Hai tutto quello che una persona come te potrebbe desiderare, in cos'altro speri ancora? Si chiese Jimin mentre tormentava la suddetta cannuccia tra i denti.

Un uomo in giacca e cravatta, sicuramente un uomo d'affari, si fermò sulle strisce pedonali, a pochi passi oltre il vetro da dove era seduto Jimin, ad attendere che il semaforo si facesse verde. Non c'era nulla in quell'uomo che fosse degno di nota eccetto il fatto che era vestito un po' più elegante della media, ma furono i gemelli della sua camicia che sbucavano da sotto il copri abito scoprendo i polsini, a distrarre Jimin dalle sue elucubrazioni mentali.
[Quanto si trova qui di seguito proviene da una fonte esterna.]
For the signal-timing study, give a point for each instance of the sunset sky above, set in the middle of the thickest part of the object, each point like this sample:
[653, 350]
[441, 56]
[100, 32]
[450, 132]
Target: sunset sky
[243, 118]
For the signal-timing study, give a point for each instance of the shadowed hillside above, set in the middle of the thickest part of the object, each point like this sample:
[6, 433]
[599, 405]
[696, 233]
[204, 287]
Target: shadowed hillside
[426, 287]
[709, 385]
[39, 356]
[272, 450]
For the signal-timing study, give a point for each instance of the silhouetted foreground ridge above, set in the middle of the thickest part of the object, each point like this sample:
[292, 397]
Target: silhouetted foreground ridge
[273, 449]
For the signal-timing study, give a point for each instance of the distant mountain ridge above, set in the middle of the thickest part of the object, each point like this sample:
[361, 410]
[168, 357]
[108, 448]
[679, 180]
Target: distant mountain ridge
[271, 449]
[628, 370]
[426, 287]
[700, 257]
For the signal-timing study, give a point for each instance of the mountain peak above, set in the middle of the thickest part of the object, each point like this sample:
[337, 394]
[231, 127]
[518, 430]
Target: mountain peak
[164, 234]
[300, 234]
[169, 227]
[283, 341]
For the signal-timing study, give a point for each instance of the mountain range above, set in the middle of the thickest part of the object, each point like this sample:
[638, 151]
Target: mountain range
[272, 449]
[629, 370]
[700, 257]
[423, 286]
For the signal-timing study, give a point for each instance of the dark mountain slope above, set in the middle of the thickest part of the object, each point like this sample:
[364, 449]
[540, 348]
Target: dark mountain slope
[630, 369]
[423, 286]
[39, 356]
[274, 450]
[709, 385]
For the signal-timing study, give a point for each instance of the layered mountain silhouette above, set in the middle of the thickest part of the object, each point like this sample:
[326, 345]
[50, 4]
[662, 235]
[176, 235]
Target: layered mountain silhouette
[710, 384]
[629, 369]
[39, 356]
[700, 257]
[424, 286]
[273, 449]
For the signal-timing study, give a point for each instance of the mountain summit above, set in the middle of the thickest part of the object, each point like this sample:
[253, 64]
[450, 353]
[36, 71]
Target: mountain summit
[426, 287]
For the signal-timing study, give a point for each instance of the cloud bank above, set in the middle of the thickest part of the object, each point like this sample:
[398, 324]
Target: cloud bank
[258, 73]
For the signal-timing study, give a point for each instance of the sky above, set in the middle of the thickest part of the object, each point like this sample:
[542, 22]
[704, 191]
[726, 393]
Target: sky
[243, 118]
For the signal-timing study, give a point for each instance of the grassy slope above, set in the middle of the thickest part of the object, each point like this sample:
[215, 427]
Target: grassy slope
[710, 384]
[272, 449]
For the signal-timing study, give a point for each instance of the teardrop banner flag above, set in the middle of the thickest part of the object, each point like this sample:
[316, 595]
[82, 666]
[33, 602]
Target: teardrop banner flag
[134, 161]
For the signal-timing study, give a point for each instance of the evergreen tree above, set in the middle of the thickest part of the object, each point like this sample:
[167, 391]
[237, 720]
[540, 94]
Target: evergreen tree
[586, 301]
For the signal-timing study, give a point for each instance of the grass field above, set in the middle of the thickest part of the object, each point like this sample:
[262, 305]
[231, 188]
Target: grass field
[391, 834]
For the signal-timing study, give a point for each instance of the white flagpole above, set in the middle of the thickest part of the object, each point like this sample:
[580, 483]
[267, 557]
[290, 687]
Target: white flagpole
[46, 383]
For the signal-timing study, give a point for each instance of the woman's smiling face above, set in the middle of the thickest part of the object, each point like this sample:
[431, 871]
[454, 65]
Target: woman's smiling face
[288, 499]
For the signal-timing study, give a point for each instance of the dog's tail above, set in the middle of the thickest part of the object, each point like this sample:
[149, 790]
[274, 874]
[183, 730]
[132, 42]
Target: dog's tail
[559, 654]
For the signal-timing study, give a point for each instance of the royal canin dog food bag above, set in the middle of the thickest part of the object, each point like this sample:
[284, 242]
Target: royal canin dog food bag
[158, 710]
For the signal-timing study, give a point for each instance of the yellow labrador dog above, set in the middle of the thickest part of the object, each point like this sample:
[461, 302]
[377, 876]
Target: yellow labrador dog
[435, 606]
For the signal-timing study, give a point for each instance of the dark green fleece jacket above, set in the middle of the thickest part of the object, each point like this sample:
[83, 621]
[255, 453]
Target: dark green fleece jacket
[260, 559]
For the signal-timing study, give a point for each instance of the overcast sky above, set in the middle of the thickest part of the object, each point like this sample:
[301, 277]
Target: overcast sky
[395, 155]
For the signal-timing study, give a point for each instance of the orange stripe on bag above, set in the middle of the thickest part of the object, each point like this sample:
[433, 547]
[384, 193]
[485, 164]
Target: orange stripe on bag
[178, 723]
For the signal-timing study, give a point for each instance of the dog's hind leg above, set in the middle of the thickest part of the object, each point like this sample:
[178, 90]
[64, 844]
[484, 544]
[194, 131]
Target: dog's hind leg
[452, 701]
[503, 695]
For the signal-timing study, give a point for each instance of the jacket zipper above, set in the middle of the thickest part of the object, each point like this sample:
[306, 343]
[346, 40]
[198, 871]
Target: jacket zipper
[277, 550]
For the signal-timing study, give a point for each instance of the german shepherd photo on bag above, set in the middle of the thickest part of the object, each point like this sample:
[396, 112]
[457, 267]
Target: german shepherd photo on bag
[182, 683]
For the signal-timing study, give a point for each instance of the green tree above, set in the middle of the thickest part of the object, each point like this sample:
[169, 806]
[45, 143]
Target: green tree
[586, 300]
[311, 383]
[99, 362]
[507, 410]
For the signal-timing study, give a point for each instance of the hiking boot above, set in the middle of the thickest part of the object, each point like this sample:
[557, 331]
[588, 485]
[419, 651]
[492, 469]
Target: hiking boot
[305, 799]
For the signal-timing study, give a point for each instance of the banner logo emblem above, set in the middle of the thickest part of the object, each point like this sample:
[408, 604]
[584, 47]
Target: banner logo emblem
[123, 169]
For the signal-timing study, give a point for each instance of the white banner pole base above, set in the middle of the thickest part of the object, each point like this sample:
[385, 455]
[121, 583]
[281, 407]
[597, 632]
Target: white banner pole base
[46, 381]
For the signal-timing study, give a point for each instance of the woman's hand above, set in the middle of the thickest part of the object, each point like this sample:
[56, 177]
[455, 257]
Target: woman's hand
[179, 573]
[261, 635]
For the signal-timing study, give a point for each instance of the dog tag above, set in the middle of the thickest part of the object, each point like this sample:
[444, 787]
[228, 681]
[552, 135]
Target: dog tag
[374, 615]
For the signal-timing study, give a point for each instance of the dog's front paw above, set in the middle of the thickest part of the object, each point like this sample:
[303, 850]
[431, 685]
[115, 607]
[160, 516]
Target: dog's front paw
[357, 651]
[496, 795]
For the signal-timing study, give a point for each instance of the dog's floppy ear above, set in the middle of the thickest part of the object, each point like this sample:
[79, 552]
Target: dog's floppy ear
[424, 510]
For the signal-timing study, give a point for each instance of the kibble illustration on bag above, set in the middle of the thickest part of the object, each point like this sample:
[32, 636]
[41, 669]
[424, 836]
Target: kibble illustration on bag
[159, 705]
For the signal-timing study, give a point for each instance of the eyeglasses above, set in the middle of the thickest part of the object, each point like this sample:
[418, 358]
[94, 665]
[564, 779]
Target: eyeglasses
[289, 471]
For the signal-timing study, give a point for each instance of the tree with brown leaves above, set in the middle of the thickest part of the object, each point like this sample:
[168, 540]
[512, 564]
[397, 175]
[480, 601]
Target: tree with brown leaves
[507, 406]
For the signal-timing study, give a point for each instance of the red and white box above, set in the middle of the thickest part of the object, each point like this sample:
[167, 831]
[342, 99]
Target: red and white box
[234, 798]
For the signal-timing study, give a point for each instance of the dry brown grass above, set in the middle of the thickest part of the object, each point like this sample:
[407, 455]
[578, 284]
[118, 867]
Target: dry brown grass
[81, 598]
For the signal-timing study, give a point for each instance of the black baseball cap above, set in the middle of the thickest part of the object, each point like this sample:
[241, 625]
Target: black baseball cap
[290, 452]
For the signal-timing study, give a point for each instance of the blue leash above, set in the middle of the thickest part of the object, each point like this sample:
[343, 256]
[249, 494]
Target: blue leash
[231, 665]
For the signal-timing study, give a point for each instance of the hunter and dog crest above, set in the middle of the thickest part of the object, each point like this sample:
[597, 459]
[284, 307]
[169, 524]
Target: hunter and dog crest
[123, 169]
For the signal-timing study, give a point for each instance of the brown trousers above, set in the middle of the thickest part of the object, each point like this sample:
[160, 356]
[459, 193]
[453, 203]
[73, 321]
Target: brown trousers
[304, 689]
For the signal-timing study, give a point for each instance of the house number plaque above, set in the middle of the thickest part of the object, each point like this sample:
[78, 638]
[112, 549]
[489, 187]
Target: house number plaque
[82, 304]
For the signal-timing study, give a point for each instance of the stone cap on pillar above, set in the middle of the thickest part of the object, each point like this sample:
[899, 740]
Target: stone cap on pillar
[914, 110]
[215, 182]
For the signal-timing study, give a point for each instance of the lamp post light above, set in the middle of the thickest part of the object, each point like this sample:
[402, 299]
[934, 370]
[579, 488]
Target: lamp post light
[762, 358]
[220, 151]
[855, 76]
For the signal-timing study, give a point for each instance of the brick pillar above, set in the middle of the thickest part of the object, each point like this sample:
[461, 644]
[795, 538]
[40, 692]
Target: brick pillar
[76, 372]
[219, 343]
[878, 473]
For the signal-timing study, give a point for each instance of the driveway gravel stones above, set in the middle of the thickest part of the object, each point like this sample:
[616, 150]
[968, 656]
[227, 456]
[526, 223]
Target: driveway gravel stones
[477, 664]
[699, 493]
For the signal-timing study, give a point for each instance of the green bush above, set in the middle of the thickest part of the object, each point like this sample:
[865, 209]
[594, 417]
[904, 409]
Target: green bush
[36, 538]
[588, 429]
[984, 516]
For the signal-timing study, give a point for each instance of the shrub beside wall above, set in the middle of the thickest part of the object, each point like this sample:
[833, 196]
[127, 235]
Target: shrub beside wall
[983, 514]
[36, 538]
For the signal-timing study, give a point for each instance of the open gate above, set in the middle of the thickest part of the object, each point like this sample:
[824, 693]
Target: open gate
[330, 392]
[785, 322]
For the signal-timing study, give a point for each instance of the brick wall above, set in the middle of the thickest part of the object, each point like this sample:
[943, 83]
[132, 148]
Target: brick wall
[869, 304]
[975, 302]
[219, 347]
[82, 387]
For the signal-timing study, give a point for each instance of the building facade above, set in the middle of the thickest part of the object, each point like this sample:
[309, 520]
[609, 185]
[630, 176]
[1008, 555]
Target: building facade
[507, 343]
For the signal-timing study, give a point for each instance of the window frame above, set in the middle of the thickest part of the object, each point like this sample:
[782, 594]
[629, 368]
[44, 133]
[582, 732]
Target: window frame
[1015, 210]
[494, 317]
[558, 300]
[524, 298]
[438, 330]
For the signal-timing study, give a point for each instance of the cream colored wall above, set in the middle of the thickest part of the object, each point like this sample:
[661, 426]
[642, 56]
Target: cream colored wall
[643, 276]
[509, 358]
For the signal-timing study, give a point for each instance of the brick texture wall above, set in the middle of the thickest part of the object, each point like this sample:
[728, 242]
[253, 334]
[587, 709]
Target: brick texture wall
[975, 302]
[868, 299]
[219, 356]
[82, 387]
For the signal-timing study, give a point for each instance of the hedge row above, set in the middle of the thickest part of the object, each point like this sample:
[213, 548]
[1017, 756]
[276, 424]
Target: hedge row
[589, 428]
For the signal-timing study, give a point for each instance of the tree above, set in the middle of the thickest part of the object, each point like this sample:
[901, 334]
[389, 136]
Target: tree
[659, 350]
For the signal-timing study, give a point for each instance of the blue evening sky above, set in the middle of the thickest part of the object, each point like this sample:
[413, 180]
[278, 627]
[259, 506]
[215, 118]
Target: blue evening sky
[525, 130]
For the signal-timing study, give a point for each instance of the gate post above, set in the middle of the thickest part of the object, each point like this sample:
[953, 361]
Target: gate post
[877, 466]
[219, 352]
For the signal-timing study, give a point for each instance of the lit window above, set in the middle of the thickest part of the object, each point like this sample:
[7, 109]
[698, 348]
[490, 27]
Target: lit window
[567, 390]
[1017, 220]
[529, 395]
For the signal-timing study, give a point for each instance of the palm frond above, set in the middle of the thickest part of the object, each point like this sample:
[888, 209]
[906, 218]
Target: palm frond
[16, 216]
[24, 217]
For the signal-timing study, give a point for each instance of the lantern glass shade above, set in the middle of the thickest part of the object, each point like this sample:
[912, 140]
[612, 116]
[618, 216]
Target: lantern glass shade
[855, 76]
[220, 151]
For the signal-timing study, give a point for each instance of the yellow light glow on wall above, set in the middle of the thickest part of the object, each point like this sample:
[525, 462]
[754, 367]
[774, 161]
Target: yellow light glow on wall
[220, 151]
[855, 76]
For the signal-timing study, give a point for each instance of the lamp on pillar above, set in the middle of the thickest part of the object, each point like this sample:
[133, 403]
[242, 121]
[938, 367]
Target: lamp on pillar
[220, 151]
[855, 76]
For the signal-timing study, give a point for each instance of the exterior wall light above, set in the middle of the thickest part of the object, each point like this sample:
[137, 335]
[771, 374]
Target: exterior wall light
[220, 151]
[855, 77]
Si trattava di un particolare banale, un sacco di persone nella capitale usavano quell'accessorio, compresi tutti i suoi passati clienti, tuttavia fu Jungkook quello gli venne in mente.

Forse si ricordava anche troppo bene come il suo pollice si posava sull'accessorio e vi faceva passare l'asola di modo da poter far scivolare la camicia dalle spalle di Jungkook nell'atto di svestirlo. Forse si ricordava troppo bene del lievissimo rumore metallico dei polsini allo scontrarsi con la fibbia della sua cintura, ogni volta che il giovane stilista lo abbracciava da dietro e lo attirava a se con fare possessivo allo stesso tempo in cui appoggiava dolcemente il mento sulla sua spalla.

Il sorso che tirò su con la cannuccia fu troppo violento, il liquidò trasbordò dalle sue labbra semiaperte e Jimin dovette affrettarsi a prendere dei tovaglioli di carta per tamponare il disastro. Aveva dei rivoli di caffè che gli scivolava lungo il mento ma per fortuna nessuna goccia era caduta sulla sua camicia. Quel giorno aveva indossato una delle camicie della collezione di Jungkook che quest'ultimo aveva messo a disposizione per lui ma che Jimin usava di rado per paura di rovinarle, ed ecco che proprio quando si era deciso a rompere gli indugi, aveva quasi rischiato di fare ciò aveva sempre temuto.

Decise di lasciare momentaneamente la sua giacca e la sua bevanda sul tavolo e di andare in bagno a lavarsi le mani e magari rinfrescarsi anche un po' il viso che improvvisamente sentiva accaldato. Cercò di concentrarsi sui movimenti meccanici che doveva fare, aprire la porta, insaponarsi le mani metterle sotto il getto d'acqua gelida stando attendo a non bagnarsi i polsini, pur di non pensare ulteriormente.